Après la sortie en 2005 d’un "Extraordinary Machine" initialement refusé par Sony qui l’avait laissé dormir trois ans dans un tiroir avant d’en remanier la production sous la pression des fans, la jolie new yorkaise était en droit de prendre son temps pour composer dans le plus grand secret, détachée de toute pression artistique et sentimentale, ce qui allait constituer l’album le plus libre...
Après la sortie en 2005 d’un « Extraordinary Machine » initialement refusé par Sony qui l’avait laissé dormir trois ans dans un tiroir avant d’en remanier la production sous la pression des fans, la jolie new yorkaise était en droit de prendre son temps pour composer dans le plus grand secret, détachée de toute pression artistique et sentimentale, ce qui allait constituer l’album le plus libre et curieusement le plus minimaliste qu’elle ait jamais écrit: « The Idler Wheel… «
Construit autour d’un piano-voix, renforcé et soutenu par les percussions feutrées de son batteur Charley Drayton, l’objet possède une couleur jazz des plus rafraîchissantes.
Un rapide survol des dix pistes de la galette (onze dans la version collector) permet d’ailleurs de générer les constats suivants :
– le cheminement a eu du bon (sept années) tant chaque titre est abouti, répond à une unité d’ensemble, possède une identité polie, soignée, brute, dépouillée.
– de par son exigence, l’album manque d’accessibilité ; ce qu’il gagne en singularité par sa recherche, son élaboration poussée à maturité, il le perd en spontanéité.

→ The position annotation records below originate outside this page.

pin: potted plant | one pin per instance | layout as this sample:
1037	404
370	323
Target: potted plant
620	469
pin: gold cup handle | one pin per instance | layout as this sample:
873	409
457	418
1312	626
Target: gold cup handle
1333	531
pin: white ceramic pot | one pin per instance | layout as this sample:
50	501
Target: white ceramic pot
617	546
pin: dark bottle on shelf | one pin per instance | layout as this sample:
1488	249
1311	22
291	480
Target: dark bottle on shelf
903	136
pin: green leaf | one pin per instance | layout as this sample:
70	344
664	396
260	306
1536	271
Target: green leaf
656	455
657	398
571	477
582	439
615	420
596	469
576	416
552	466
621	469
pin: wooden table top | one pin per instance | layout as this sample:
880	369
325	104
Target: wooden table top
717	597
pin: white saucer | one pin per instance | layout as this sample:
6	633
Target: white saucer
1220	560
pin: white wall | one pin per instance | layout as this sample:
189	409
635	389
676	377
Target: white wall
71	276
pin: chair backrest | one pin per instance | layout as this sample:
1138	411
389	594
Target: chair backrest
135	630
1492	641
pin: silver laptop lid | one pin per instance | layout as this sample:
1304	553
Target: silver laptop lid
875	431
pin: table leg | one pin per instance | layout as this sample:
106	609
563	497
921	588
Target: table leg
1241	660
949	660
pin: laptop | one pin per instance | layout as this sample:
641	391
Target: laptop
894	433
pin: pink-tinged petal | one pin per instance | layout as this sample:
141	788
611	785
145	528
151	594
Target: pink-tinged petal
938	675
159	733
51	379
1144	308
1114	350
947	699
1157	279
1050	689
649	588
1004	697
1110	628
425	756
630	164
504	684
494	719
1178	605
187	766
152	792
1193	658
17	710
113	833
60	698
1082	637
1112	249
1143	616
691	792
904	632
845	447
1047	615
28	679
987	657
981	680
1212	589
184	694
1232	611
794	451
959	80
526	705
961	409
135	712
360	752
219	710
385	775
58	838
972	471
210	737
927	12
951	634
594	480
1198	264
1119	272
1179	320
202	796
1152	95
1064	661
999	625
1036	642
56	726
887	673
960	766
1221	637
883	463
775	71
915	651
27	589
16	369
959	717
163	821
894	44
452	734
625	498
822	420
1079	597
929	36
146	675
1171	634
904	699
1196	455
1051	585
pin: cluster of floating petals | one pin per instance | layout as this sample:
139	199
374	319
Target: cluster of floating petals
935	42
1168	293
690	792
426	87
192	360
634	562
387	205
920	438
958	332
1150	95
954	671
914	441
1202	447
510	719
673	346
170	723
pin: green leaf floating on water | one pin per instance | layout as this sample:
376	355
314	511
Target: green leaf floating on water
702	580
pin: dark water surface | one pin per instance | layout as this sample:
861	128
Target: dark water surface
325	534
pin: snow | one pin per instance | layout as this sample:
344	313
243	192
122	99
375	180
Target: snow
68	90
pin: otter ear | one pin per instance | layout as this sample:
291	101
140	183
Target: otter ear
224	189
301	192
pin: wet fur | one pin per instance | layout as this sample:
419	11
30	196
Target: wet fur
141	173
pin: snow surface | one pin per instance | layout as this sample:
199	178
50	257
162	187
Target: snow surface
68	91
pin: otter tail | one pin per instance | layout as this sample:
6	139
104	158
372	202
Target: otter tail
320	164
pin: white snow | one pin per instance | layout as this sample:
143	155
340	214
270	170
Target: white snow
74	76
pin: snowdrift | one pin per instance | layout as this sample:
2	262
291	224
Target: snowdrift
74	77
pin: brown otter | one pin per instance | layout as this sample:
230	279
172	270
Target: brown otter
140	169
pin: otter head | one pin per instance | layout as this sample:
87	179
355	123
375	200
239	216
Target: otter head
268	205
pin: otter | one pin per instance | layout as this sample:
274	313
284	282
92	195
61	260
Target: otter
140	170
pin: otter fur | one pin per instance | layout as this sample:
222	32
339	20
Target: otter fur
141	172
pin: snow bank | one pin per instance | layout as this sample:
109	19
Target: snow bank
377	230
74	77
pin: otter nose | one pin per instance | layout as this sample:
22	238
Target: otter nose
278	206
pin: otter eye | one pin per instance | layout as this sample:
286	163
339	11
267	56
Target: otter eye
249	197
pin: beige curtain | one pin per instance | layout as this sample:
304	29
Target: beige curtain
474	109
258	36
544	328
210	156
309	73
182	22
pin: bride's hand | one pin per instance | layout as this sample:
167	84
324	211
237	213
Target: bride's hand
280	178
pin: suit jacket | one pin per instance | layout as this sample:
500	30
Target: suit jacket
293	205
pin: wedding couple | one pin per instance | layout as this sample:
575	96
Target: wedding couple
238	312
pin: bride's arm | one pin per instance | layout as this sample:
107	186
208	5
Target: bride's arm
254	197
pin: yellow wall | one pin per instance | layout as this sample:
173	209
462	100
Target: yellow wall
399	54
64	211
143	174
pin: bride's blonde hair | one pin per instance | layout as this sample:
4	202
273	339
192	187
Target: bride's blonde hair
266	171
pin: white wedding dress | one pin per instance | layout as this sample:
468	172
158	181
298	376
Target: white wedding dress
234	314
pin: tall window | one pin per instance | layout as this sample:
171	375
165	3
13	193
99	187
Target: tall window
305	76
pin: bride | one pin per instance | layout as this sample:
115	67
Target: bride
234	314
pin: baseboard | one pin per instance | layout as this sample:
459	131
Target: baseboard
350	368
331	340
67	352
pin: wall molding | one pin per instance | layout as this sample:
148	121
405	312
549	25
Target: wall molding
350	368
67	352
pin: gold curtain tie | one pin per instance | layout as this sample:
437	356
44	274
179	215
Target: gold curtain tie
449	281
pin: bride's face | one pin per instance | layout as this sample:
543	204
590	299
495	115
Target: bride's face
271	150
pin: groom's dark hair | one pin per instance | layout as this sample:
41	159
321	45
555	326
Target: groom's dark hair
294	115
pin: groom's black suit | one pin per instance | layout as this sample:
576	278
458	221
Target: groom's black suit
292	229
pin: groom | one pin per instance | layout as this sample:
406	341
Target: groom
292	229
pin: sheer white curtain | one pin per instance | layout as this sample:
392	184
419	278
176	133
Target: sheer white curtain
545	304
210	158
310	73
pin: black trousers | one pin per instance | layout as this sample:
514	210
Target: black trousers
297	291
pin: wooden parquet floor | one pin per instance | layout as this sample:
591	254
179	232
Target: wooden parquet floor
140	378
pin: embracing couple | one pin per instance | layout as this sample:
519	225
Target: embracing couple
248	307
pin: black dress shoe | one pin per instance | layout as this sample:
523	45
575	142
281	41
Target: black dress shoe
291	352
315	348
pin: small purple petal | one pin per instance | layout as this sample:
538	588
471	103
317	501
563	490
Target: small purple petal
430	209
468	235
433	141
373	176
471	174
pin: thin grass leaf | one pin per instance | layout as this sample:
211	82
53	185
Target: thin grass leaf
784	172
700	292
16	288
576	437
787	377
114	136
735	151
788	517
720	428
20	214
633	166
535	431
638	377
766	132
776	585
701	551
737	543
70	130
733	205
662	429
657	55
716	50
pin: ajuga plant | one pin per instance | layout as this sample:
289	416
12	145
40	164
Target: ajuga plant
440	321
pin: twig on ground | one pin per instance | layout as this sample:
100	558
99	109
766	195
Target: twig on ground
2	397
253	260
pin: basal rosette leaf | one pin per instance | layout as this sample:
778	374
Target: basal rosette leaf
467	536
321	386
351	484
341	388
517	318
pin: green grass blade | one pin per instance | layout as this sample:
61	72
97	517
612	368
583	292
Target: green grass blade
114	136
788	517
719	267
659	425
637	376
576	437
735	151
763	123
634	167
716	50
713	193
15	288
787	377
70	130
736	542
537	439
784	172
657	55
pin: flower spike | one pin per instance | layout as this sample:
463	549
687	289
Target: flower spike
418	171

Nombreuses écoutes à prévoir.
Une rupture amoureuse, un trop-plein de souvenirs, un romantisme démesuré : Fiona Apple puise toujours autant en elle pour parvenir à son processus de création, sonde ses fêlures et ses nuits sans sommeil (Every Single Night , bouleversante et son duo célesta-marimba), s’adresse avec une pointe d’amertume à son ex-amoureux Jonathan (« You like to captain, a capsized ship, but I like to watch you live »), quand elle ne s’interroge pas, découragée, sur la jazzy Left Alone (« How can I ask anyone to love me when all I do is beg to be left alone ? »).
Manquer d’empathie reviendrait à manquer le frisson du disque, son caractère touchant. Car c’est aussi ça, Fiona Apple. De la poésie et des mots tremblant d’émotion lorsqu’elle susurre « I just want to feel everything » sur le morceau d’ouverture, des mots qui prêtent à sourire sur Daredevil (« I guess I must just be a daredevil, I don’t feel anything until I smash it up »), de jolies petites phrases articulées avec une infinie tendresse comme celle extraite au hasard de Largo, titre bonus :
« And when Mr Tench is on the bench, I want to be the piano »
Vocalement, son talentueux contralto est toujours aussi mélancolique. Elle le pousse parfois jusqu’à la rupture sur le refrain de Regret, fredonne un entraînant phrasé sur Hot Knife ; loin d’être en reste côté tempo, le clavier marque mieux que n’importe quelle percussion le groove irrésistible de Periphery ou les mesures à 3 temps de Werewolf. Elément central, il distille les émotions de sa fragile maîtresse comme des poignées de sable sur des titres qui ne cessent de porter l’auditeur avec un enthousiasme croissant au fil des écoutes.
Mais la réussite globale de ce disque tient aussi au son qui lui a été conféré, fruit du travail à la production de Charley Drayton, batteur de l’artiste. Chapeau. C’est extrêmement épuré et soigné, la voix de Fiona Apple n’a jamais été aussi bien valorisée.
Pour un quatrième album, l’artiste surprend donc avec un set de chansons beaucoup plus expérimental, moins pop et toujours aussi inspiré. Grand retour.
A noter: « The Idler Wheel… » est l’abréviation de « The Idler Wheel Is Wiser Than the Driver of the Screw and Whipping Cords Will Serve You More Than Ropes Will Ever Do », véritable titre de l’album.